Given that not every yard of field position is equally valuable, but rather those yards near the goal lines are worth more, as discussed in Romer (2006) and Burke (2008), the preferred unit of measure for punter value is *expected points added* (EPA). EPA can be computed in total or averaged per punt, starting from a table of EP values at each yard line; we generated such a table from the graph in Burke (2014a). EPA is a common unit that allows readily for comparisons among players at different positions, and it allows us to account for the value associated with turnovers. There were 81 fumbles by the receiving team in 2013, of which 63 occurred while attempting to catch the ball, with the remainder happening during returns. Receiving teams recovered their own fumbles two-thirds of the time, but 27 were recovered by the punting team.

## 3Multi-factor models

### 3.1Modeling post-bounce effects

##### Fig.14

To generate a model for post-bounce net yardage with two independent variables, landing point and fly distance, we apply a modified ridge estimator (d’Errico, 2005) to smooth the empirical data. This allows for modeling the resulting next line of scrimmage, a contour plot of which is shown in Fig. 14. On this plot, all points on a given dashed white line represent the same pre-punt field position. As we move up and left along a dashed line, the length of the punt increases (so the landing point yard-line decreases.) If the colored contour lines were parallel to the dashed white lines, this would indicate a zero net benefit to longer punts, in that the additional flight distance would be completely offset by longer returns. On the other hand, if the contour lines were vertical, then the expected line of scrimmage would be based solely on the landing point, independent of the flight distance. However, except in the left portion of the graph (where touchback effects are dominant), we observe that the contour lines are oriented neither vertically nor parallel to the dashed lines, but somewhere in between. Based on the slopes, we see that each extra yard of flight distance increases the expected punt return by about a half-yard, with the remaining half-yard being a net gain in field position.

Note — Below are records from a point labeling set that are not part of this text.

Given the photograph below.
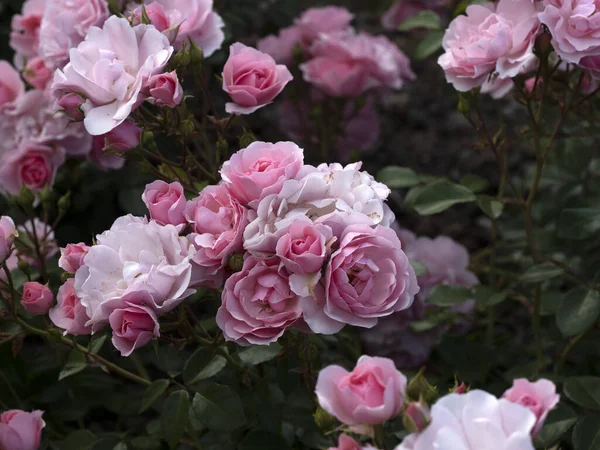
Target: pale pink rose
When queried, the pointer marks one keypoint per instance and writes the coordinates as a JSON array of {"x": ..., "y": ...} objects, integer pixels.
[
  {"x": 257, "y": 304},
  {"x": 474, "y": 421},
  {"x": 218, "y": 220},
  {"x": 20, "y": 430},
  {"x": 347, "y": 65},
  {"x": 133, "y": 323},
  {"x": 165, "y": 89},
  {"x": 574, "y": 27},
  {"x": 110, "y": 69},
  {"x": 252, "y": 79},
  {"x": 69, "y": 314},
  {"x": 8, "y": 232},
  {"x": 282, "y": 46},
  {"x": 37, "y": 298},
  {"x": 11, "y": 86},
  {"x": 71, "y": 257},
  {"x": 32, "y": 165},
  {"x": 25, "y": 29},
  {"x": 36, "y": 73},
  {"x": 490, "y": 38},
  {"x": 371, "y": 394},
  {"x": 166, "y": 202},
  {"x": 368, "y": 277},
  {"x": 65, "y": 25},
  {"x": 261, "y": 169},
  {"x": 157, "y": 260},
  {"x": 539, "y": 397},
  {"x": 195, "y": 18}
]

From the pre-punt field position and actual fly distance, we can use the above model to determine the expected next line of scrimmage for a punt, removing coverage quality as a confounding variable and reducing randomness. If we compare this modeled result to expected effective net yardage based solely on field position, then we have a metric for expected yards added on that punt, i.e. EYA = actual downfield flight – (modeled post-bounce “return” + expected effective net distance). We can obtain an EPA model similarly, replacing distances by their associated changes in expected points (dependent not only on how many yards of field position, but also where on the field those changes occur).

We then seek to improve this model by considering factors in the control of the punter, namely the lateral landing point (measured by edge distance, the number of yards from the landing point to the nearest sideline) and the hang time. We first consider correlations between these factors and the residuals of the above model, on punts landing in particular regions (by yard-line), then use a two-fold cross validation procedure (Picard & Cook, 1984) with 10,000 repetitions to see which factors are predictive in various situations. Long-field punts and short-field punts often involve different kinds of kicking techniques, so we consider these cases separately. In experimenting with various thresholds for defining long-field punts, we found that including those where a touchback would require a punt of 60+ yards (i.e. the line of scrimmage is at or inside the punting team’s 40-yard-line) gave the most meaningful results.

Hang time is a predictive factor only on long-field punts landing in-bounds between the 10-yard-line and 30-yard-line, and the fit adjustment to EPA is 0.180 · *hangtime* – 0.798, with the constant term ensuring a mean value of zero across all punts. Comparing the hang time coefficient to the 0.557 EP change associated with yard of field position away from the end zones, we find that an extra second of hang time is worth just over three yards. We tested models that used hang time relative to expectations for the fly distance and/or landing point, since both are in the EPA model, but the results were quite similar, so we opted for simplicity.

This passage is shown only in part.